Subject: kern/14251: raidframe LOCKDEBUG problems
To: None <gnats-bugs@gnats.netbsd.org>
From: None <apb@cequrux.com>
List: netbsd-bugs
Date: 10/15/2001 18:04:04
>Number:         14251
>Category:       kern
>Synopsis:       raidframe LOCKDEBUG problems
>Confidential:   no
>Severity:       serious
>Priority:       medium
>Responsible:    kern-bug-people
>State:          open
>Class:          sw-bug
>Submitter-Id:   net
>Arrival-Date:   Mon Oct 15 09:08:00 PDT 2001
>Closed-Date:
>Last-Modified:
>Originator:     Alan Barrett
>Release:        NetBSD-current 2001-10-13
>Organization:
Not much
>Environment:
System: NetBSD apb 1.5Y NetBSD 1.5Y (APB) #0: Mon Oct 15 14:42:28 SAST 2001 apb@apb:/usr/src/sys/arch/i386/compile/APB i386
Architecture: i386
Machine: i386

Relevant kernel config options are:
pseudo-device   raid            4       # RAIDframe disk driver
options         RAID_AUTOCONFIG         # auto-configuration of RAID components
options 	LOCKDEBUG

>Description:
There seem to be locking bugs in raidframe.  This PR is from an i386
system with NetBSD-current as of a few days ago, and with options
RAID_AUTOCONFIG.  The bugs do not appear to be machine dependent.

When I build a kernel without options LOCKDEBUG, it seems to work fine.
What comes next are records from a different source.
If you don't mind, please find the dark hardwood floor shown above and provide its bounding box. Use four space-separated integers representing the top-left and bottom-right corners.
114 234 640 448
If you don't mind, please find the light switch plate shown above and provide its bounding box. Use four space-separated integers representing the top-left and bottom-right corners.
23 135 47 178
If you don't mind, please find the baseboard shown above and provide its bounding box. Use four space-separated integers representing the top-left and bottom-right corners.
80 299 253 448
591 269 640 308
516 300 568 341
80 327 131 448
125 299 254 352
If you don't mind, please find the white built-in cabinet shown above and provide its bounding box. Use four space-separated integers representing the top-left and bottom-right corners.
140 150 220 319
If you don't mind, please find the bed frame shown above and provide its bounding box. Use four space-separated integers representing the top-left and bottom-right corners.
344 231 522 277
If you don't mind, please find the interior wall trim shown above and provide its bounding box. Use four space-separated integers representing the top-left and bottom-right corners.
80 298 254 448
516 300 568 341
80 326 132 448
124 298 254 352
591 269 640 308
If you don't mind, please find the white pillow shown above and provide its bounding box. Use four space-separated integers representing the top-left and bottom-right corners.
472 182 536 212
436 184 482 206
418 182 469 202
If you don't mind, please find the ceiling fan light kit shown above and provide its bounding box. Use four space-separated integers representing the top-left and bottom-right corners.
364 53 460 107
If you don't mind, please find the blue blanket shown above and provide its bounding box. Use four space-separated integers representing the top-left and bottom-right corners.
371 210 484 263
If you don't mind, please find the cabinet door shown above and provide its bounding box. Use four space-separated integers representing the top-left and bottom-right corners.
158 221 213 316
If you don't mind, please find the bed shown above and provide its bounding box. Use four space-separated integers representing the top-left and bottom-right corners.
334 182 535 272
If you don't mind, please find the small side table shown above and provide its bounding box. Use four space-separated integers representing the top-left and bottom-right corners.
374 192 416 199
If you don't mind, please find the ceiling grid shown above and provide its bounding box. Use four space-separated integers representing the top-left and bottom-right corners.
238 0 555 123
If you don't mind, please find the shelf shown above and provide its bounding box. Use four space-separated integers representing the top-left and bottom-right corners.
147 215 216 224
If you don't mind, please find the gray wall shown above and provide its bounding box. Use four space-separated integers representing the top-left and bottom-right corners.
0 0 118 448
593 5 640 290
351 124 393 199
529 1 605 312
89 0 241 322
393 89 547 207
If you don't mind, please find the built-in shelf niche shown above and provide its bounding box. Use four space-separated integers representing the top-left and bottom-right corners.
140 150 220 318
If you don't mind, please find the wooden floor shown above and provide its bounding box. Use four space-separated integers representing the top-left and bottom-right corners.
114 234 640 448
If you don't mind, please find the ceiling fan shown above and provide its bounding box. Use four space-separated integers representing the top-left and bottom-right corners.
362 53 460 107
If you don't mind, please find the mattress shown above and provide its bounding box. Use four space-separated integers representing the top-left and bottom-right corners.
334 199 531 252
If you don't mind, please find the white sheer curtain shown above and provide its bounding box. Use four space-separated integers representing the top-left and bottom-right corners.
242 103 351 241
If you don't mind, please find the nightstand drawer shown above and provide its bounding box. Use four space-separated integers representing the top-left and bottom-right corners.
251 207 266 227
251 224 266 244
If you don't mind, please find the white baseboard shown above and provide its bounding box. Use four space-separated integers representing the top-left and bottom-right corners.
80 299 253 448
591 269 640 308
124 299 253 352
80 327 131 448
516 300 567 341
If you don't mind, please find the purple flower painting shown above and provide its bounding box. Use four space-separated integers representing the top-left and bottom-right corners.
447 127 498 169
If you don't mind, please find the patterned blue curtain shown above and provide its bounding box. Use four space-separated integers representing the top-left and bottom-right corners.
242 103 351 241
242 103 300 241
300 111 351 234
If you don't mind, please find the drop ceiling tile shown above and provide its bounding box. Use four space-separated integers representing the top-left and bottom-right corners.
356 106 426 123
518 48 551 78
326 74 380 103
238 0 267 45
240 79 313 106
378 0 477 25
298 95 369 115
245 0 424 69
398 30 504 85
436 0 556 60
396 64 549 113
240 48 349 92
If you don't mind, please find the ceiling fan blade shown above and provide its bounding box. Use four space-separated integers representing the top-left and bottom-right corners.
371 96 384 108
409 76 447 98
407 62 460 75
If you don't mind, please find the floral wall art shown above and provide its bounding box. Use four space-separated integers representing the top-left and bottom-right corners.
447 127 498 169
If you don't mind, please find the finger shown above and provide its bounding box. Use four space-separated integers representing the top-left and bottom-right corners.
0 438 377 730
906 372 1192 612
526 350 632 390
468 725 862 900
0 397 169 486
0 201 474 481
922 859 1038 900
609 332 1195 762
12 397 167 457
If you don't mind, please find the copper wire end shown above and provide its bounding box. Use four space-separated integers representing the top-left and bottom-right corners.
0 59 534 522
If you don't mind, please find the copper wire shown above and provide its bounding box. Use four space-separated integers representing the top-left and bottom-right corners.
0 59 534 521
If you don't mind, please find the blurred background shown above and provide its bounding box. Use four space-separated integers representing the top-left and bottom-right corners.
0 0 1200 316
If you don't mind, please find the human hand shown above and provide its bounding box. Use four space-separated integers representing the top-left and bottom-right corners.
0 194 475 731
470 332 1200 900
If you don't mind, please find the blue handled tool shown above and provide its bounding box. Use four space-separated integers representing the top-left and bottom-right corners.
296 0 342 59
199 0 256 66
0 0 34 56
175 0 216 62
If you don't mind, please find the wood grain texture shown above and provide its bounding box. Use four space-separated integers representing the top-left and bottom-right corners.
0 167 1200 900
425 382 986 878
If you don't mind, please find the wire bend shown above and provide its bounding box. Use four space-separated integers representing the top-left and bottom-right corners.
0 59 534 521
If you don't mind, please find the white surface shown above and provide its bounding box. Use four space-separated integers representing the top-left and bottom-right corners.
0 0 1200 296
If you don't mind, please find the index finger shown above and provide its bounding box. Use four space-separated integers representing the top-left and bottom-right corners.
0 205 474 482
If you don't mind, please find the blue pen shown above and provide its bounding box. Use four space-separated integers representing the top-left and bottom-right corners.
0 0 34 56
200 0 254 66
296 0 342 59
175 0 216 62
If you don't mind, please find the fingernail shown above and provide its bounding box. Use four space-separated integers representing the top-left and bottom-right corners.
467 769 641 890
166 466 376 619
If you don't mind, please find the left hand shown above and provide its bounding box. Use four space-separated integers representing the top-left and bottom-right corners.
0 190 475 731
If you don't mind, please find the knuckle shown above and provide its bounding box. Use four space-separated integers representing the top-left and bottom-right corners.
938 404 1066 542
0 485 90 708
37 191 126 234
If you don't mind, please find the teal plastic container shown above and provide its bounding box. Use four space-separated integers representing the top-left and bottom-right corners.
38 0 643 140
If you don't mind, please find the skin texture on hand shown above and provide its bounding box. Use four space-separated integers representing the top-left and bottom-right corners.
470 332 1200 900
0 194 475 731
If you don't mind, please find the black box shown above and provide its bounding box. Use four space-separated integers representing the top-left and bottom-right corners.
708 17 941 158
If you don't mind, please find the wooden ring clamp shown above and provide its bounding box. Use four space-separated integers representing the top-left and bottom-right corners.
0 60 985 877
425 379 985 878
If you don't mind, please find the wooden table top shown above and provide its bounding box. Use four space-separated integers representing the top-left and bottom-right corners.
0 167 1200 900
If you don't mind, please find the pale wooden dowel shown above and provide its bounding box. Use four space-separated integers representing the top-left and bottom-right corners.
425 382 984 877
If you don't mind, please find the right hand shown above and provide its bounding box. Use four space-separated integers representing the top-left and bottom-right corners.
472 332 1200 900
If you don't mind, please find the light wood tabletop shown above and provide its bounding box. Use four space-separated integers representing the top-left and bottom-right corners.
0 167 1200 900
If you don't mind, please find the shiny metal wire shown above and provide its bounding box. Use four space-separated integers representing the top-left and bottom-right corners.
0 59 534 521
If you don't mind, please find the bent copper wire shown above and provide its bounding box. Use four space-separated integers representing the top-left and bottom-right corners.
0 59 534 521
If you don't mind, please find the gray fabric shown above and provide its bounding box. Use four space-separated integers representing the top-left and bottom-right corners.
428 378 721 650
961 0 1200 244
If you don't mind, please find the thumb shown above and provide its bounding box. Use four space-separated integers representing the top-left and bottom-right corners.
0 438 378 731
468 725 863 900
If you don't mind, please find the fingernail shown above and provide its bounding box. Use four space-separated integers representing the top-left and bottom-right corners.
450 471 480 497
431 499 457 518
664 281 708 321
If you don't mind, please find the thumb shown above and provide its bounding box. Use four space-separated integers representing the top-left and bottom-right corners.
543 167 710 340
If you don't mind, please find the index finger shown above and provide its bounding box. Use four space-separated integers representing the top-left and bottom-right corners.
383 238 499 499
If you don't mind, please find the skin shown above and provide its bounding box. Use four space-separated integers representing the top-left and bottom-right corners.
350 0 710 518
When I build a kernel with options LOCKDEBUG, as soon as it gets to
the raidframe autoconfigure stage it prints several thousand lines of
debug messages (mostly "malloc with held simple_lock", and backtraces
associated with that) but continues to boot regardless.  It eventually
panics with:

panic: kernel diagnostic assertion "obj == 0 || _simple_lock_held((&obj->vmobjlock))" failed: file "../../../../uvm/uvm_page.c", line 990

>How-To-Repeat:
Set up a system with the root filesystem on a RAID 1 partition.
Boot a kernel with options LOCKDEBUG.
Observe the fun.

Here's an extract from what was printed to the console:

> boot netbsd.n -s
booting wd0a:netbsd.n (howto 0x2)
2965408+68728+403744 [65+189264+161742]=0x39e260
[ using 351528 bytes of netbsd ELF symbol table ]
BIOS CFG: Model-SubMod-Rev: fc-01-00, 0x74<EBDA,KBDINT,RTC,IC2>
Copyright (c) 1996, 1997, 1998, 1999, 2000, 2001
    The NetBSD Foundation, Inc.  All rights reserved.
Copyright (c) 1982, 1986, 1989, 1991, 1993
    The Regents of the University of California.  All rights reserved.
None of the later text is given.